Увидев его испуганное лицо и убедившись, что на меня не смотрит Шото, я акцентированно моргнул. Дак уже знал, что этот жест означал: «Работай», то есть, держи СВ. Без этого наше пребывание здесь становилось бессмысленным.
Через 15минут я заглянул в палату:
– Прошу прощения, Вы не будете против, если я здесь тихонько поработаю? Мне нужно срочно переслать пару файлов. Интернет здесь неважный, а возле окна, надеюсь, мне удастся поймать 4G.
Шото одобрительно кивнул головой, и я начал имитировать работу с айпадом, удерживая внимание на Даке и на происходящем с ним.
Спустя полтора часа мы вышли из здания. До офиса Дака ехать отсюда минут сорок, и я попросил водителя не гнать, чтобы мы успели поговорить. Понятно, что у Дака были вопросы.
– Я сомневаюсь, что можно помочь больному, да и вообще человеку, если он не понимает природу сознания. Всё то, что я уже понимаю.
– Здесь задача другая. Есть люди, которые готовы встретить смерть, а есть те, кто нет. И мы сейчас находимся рядом с тем, кто явно не готов. Таких большинство.
– И какой подход к ним?
– Помнишь CВ?
– Да.
– Ты общаешься с ними с этого уровня.
– И всё?
– И всё.
– Не понимаю…
– Что делает обычный волонтёр в хосписе? Не тот, кто помогает с транспортом, собирает пожертвования и прочее подобное. Я имею в виду тех, кто вступает в контакт с умирающим и его близкими. Они встречаются с замешательством людей, с их унынием, страхом, горем. На первый взгляд, этот человек похож на психолога. Такой волонтёр спрашивает умирающего человека, чем он ему может помочь, сталкивается с его неверием, подозрением, другими проявлениями протеста. Того самого… Помнишь, что такое протест?
Он кивнул.
– Я напомню. Это непринятие «данности, как есть». К примеру, идёт дождь. Его можно остановить? Нет. Но человек не хочет, чтобы дождь шёл. Он протестует, создавая психическое напряжение, поскольку хочет остановить то, что невозможно. Это напряжение не простое. Оно будто чёрная дыра всасывает духовное сознание в себя. Человек теряет связь с высшими силами, с Богом. Но ведь со смертью то же самое! Не принимая её, человек хочет остановить «дождь». Понимаешь? И в этот момент он не может оставаться с Богом.
– Почему?
– Его сознание в «чёрной дыре», в фантоме. Когда человек протестует, фантом засасывает его сознание. Духовное сознание похоже на подводную лодку: если она под водой, её не может увидеть спутник (высшее Я).

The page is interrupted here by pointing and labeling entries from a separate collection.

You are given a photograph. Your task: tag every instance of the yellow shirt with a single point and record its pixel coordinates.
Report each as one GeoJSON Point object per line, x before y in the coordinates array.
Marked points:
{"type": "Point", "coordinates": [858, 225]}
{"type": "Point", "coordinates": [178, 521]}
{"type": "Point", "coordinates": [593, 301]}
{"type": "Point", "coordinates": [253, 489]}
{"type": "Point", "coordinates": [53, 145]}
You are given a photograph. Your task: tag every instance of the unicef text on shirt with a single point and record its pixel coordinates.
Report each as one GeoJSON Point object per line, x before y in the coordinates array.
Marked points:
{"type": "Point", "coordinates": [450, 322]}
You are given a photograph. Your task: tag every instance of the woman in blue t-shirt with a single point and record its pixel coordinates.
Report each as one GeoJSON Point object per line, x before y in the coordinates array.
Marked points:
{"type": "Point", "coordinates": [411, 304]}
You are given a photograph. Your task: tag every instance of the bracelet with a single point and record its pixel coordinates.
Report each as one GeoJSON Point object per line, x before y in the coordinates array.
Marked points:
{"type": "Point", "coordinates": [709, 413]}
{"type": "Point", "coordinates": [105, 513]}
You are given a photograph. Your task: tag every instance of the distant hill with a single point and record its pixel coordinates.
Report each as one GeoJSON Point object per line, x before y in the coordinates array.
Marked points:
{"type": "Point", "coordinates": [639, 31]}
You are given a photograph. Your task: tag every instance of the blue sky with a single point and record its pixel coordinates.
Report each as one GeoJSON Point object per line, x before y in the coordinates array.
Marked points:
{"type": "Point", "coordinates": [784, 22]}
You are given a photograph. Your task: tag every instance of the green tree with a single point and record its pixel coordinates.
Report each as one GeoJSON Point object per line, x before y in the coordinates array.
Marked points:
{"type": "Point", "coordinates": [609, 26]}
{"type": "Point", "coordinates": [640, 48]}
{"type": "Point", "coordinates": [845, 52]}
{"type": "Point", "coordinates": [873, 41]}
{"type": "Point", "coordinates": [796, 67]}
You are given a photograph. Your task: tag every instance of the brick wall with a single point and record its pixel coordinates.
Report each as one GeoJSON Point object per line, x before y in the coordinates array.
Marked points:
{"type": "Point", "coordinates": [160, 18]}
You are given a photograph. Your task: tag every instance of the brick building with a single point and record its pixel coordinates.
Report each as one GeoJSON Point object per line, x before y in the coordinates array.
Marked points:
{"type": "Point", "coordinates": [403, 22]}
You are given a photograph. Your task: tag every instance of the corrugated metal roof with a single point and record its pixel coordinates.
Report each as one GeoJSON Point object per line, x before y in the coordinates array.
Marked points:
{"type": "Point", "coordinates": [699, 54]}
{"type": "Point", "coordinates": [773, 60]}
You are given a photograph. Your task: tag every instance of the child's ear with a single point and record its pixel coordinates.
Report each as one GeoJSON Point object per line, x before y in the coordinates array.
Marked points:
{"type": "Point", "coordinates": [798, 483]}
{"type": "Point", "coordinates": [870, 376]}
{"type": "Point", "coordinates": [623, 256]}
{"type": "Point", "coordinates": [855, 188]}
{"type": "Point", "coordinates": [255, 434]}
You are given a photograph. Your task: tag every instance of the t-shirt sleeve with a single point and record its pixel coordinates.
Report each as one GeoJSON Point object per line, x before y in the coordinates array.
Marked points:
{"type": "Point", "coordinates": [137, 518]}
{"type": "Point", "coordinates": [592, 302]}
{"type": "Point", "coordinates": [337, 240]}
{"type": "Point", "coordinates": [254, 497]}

– Я понял! – воскликнул Дэн, – если я удерживаю СВ, я как бы принудительно удерживаю умирающего с Богом.
– Ну, вот, ты и понял всё. Есть только один нюанс. У тебя не будет сразу получаться. Помнишь, что мы делали, перед тем, как зайти в палату?
Он кивнул.
– И вспомни, что с тобой происходило в начале общения.
– Да, уж, – Дак скривил лицо.
– Но! – Я посмотрел на него, чтобы убедиться, что его внимание со мной. – Ты уже мог взять эту «штангу на грудь», – я показал пальцами кавычки. – Ты смог оставаться со смертью, но не терпеть, когда эта экзекуция окончится, а как бы желая продолжать испытывать то, что ты в этот момент испытывал — весьма неприятное. То есть, ты в первую очередь работаешь с собой, а не с пациентом. Понятно?